A carefully researched 19th century school day program is taught by a trained and costumed teacher. The session is given from 10 to 2 o’clock with time out for lunch and outdoor games. This field trip is designed for fourth grade students as local history, but can be tailored to any age, including mixed-age groups. We’re confident that scholars of all ages will find the 19th century time travel appealing, informative and fun!
The Seneca Schoolhouse is open year-round. Please check our calendar (on the above menu) and email us at firstname.lastname@example.org. with your class information and desired date(s). You can also call (301) 407 0777 to schedule your visit. An orientation packet will be mailed to you once a date is set. Besides background materials, it will provide historically accurate “identities” for each student to prepare to be a time traveler.
The fee is $225.00 per day. An additional $9.00 per student is charged for groups over 25 persons up to a maximum of 28 students. There is no charge for teachers or chaperones. Due to limited building capacity, your class may have to be split up if it numbers more than 28 students. This will be arranged when you book the trip. Please bring your check made payable to Historic Medley District on the day of the field trip and give it to the teacher. If booking more than one day, make your check out for the full amount on the first day and make note on the check the days for which payment is being made.
The Schoolhouse and two acres of surrounding parkland are available for birthday parties, anniversaries, retirement parties, family celebrations, Boy Scout and Girl Scout trips, senior citizen outing from retirement communities, etc. Party favors, gifts, and props as well as the services of a costumed teacher or docent can be provided. For information on cost or scheduling, call 301-407-0777 or email us at email@example.com
The shop offers an interesting selection of 19th-century school supplies such as Victorian-era toys, books and games. There is also a special book, COUNTRY SCHOOL BOY, by Bess Paterson Shipe which tells the story of the 1880’s Seneca Schoolhouse as seen through the eyes of a young man who actually attended the school.

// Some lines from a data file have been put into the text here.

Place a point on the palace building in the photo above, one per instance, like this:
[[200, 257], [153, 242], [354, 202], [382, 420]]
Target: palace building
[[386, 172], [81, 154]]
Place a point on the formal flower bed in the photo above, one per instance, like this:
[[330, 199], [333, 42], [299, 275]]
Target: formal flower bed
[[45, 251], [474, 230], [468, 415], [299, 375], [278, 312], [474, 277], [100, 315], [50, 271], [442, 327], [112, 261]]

Before 1865, Seneca children were home-schooled by parents or tutors, or received no formal education. In 1865, just as the Civil War was ending, Mr. Upton Darby, a farmer and miller (whose home still stands next to the Poole Store next to Seneca Creek) collected subscriptions from his neighbors to start a one-room school. Families contributed cash and skills. The Darby family provided two acres of land as well as the stone and wood for the building. Others offered to plaster and paint, or to dress the stone. Families with more limited means cut and seasoned oak for the woodstove. Others offered to board the teacher who moved from family to family each month.
The teachers were generally young unmarried men or women, and were paid a few hundred dollars a year. The teacher would recruit new students because their salary dipped if their class count fell below 25 pupils.
Near the Schoolhouse is the C&O Canal. Grain was taken by a small train along the Seneca Creek from the mill (where Old River Road meets Seneca Creek) to the C&O Canal. There it was loaded on barges and taken northwest to Cumberland and south to Georgetown. The canal lies alongside the Potomac River.
Although most of the students were drawn from local farms and settlements, many came from the barge families who plied the C&O Canal. During those winters of the “mini Ice Age” over a hundred years ago, the canal and river often froze solid. Barge families, who were forced to tie up and wait for spring, sent their children to school rounding out classes reduced by epidemics.
At the juncture of Seneca Creek and Potomac River was a quarry and a stone-cutting mill, which supplied the beautiful red Seneca Sandstone. There it was loaded on barges and wagons. This red sandstone is what the Seneca Schoolhouse is made of. The Smithsonian Institution’s Castle is built of the same Seneca Sandstone as the Schoolhouse.
Other interesting landmarks nearby include Montevideo directly across River Road from the Schoolhouse, and Rocklands on Montevideo Road. Montevideo was built in 1830 by John Parke Custis Peter, great grandson of Martha Washington. Rocklands, an exceptional Italianate house built of Seneca Sandstone, was the home of Mr. Lewis Allnutt who attended Seneca School as a young boy.
The Historic Medley District, Inc., a nonprofit organization dedicated to historic preservation in western Montgomery County, leases and operates the Seneca Schoolhouse Museum in Seneca State Park. We are delighted to bring Maryland history to life for your students.